The pathways controlling NF-κB are complex, Brasier says, and can be induced by a number of different substances, including viruses and regulatory proteins and peptides. “All of these pathways activate different subsets of the NF-κB proteins with different kinetics, and are mediated by different intracellular signaling cascades,” he says. How much each cell activates NF-κB and responds to it can vary significantly. This variation may have important consequences for the evolution of the inflammatory response.

Brasier says his group already uses biochemical approaches to determine the pathway structures. “Where Bert will have a major impact is to identify the key steps regulating those pathways,” he adds.

With a pilot grant from a joint UTMB-Sandia institute, “We’re in the process of collecting data and evaluating published models,” Brasier says. “Right now, Bert is focusing on identifying which parameters in the models are most important that need to have additional measurements made. This is a repeating process of modeling, experimental observations, refining the models, et cetera.”

This type of dynamic understanding of the pathway behavior isn’t possible without Debusschere’s computational insight, Brasier says.

The methods Debusschere and his fellow researchers have developed also could soon see wider use through an uncertainty quantification toolkit.

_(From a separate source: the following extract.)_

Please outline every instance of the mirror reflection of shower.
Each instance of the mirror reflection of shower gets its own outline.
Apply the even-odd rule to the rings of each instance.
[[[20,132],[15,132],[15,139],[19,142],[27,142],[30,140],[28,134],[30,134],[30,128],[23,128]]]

The methods could help researchers understand how much confidence they can have in results from their computational models.

“We’re working on putting together a toolkit that gathers all these things and makes them available to the general user in the (computational science) community,” Debusschere says. The group hopes to release it later in 2009 as open-source software.

“The toolkit is something we have worked on with a lot of people in this area,” he says. “It’s not the product of one specific project but it has contributions from every project that used PCEs.”